The issue brief, released on Tuesday by the Office of the Assistant Secretary for Planning and Evaluation, credits federal officials with creating new opportunities for telehealth at a time when access to in-person care was sharply restricted. According to the report, which analyzes Medicare claims from January through June, the percentage of fee-for-service Medicare services accessed via telehealth jumped from 0.1 percent in February to almost 44 percent in April.

“As soon as we declared COVID-19 a public health emergency, the Trump Administration took bold and rapid action to dramatically expand services that can be provided via telehealth and make it far more convenient for patients and providers,” HHS Secretary Alex Azar said in a press releaseaccompanying the 24-page brief. “Today’s ASPE report shows that Medicare providers and beneficiaries rapidly embraced these new opportunities. The meteoric rise of telehealth during the pandemic has not only helped us combat the virus, but also prompted a new conversation around the future of patient-centered care.”

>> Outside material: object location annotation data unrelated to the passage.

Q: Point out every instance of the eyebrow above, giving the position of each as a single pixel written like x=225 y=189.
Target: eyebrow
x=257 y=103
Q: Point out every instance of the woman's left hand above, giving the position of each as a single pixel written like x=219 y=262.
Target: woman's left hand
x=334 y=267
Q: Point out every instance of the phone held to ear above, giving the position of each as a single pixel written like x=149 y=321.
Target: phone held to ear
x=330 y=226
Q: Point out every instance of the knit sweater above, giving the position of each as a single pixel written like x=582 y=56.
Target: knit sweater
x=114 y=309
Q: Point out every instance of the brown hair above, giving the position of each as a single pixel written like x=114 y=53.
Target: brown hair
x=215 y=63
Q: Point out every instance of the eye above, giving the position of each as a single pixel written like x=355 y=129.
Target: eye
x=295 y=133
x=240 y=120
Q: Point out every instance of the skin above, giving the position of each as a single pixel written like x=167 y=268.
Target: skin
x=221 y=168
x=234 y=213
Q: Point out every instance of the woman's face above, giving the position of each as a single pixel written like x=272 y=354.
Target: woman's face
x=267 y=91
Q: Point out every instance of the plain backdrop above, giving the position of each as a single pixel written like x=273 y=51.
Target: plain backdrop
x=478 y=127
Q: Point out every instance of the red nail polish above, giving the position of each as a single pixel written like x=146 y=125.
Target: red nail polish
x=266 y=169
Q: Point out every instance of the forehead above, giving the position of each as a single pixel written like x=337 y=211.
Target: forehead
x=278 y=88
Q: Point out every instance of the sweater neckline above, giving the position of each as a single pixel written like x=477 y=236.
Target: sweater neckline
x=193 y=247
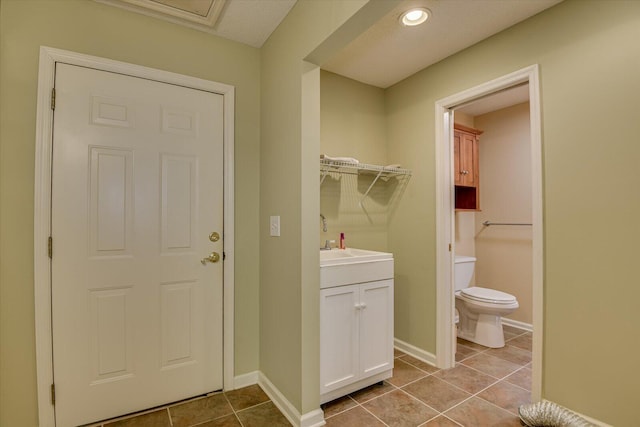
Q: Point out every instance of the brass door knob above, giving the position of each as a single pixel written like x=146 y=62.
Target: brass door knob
x=213 y=257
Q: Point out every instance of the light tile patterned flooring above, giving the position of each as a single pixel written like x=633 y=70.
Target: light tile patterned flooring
x=485 y=388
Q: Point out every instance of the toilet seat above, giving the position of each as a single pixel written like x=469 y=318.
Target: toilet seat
x=486 y=295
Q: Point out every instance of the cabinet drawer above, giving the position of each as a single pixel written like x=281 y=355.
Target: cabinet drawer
x=357 y=272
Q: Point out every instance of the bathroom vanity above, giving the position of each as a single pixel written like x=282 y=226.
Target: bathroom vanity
x=356 y=320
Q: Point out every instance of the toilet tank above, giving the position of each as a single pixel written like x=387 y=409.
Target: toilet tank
x=463 y=271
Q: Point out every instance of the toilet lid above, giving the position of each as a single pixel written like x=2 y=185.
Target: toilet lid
x=488 y=295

“The Trump Administration has made expanding telehealth a priority for years, but the pandemic has allowed us to push this revolution in healthcare delivery to new frontiers,” added Centers for Medicare & Medicaid Services Administrator Seema Verma, echoing comments she had made two weeks earlier in a Health Affairs blog. “This analysis of CMS utilization data demonstrates the speed and effectiveness with which the healthcare system adapted to that change. Countless clinicians and beneficiaries received important care while avoiding unnecessary exposure to the virus. Now that providers and patients have had a taste, it’s difficult to imagine the telehealth genie going back into the bottle.”

Along with Verma’s blog, the report offers more evidence that CMS is moving toward permanently expanding telehealth coverage, though when and by how much remain unclear. Officials had hinted that the agency might unveil some or all of the proposed changes this month, but nothing has been found in the Federal register just yet.

Congress, meanwhile, is under pressure to make those changes more expansive through new laws. They’re facing several bills calling to extend coverage or produce detailed studies of how telehealth has been used during the pandemic, along with a task force composed of and supported by hundreds of healthcare providers, companies and telehealth advocates.

According to the study, care providers in rural parts of the country saw a much smaller increase in telehealth visits as a proportion of all primary care visits compared to their counterparts in urban locations. Researchers questioned whether that finding was skewed by the number of patients living in rural areas who used telehealth to connect with providers in urban areas.

Among the 15 most populous areas in the US, meanwhile, Boston saw almost three-quarters of its primary care visits conducted via telehealth in April, while Phoenix occupied the opposite end of the spectrum at about 38 percent.

The report also shrugs off recent speculation that telehealth interest is waning, as the percentage of connected health visits is dropping and more people return to the doctor’s office. Some experts have said this is an expected pendulum swing after such a surge in telehealth use, as providers look to balance virtual and in-person visits to promote sustainability.

“The stable and sustained use of telehealth after in-person primary care visits started to resume in mid-April suggests there may be continued demand for telehealth in Medicare, even after the pandemic ends,” the report said. “The Medicare telehealth and in-person visit trends are supported by outpatient provider trends across payers in recent analyses published by the Commonwealth Fund, showing telehealth helps maintain but does not completely substitute for outpatient in-person visits. Telehealth adoption was widespread and does not appear to be correlated with COVID-19 hospitalizations in major urban areas, but may reflect provider readiness to implement telehealth.”

It also calls for more research on several topics, including the impact of telehealth flexibilities on underserved populations and on provider types and locations, such as federally qualified health centers, rural health centers and the patient’s home. It also suggests more information is needed on the effect that relaxed HIPAA requirements had on telehealth use, and whether broadband availability and the temporary acceptance of new modalities, such as the audio-only phone, play a part on telehealth adoption.

“A key question for future research will be to assess if the Medicare telehealth flexibilities were effective, such as mitigating potential adverse health and cost impacts from COVID-19, including foregone health care,” the report concludes. “Future research could also examine whether telehealth may have improved access to care and health outcomes among underserved beneficiaries.”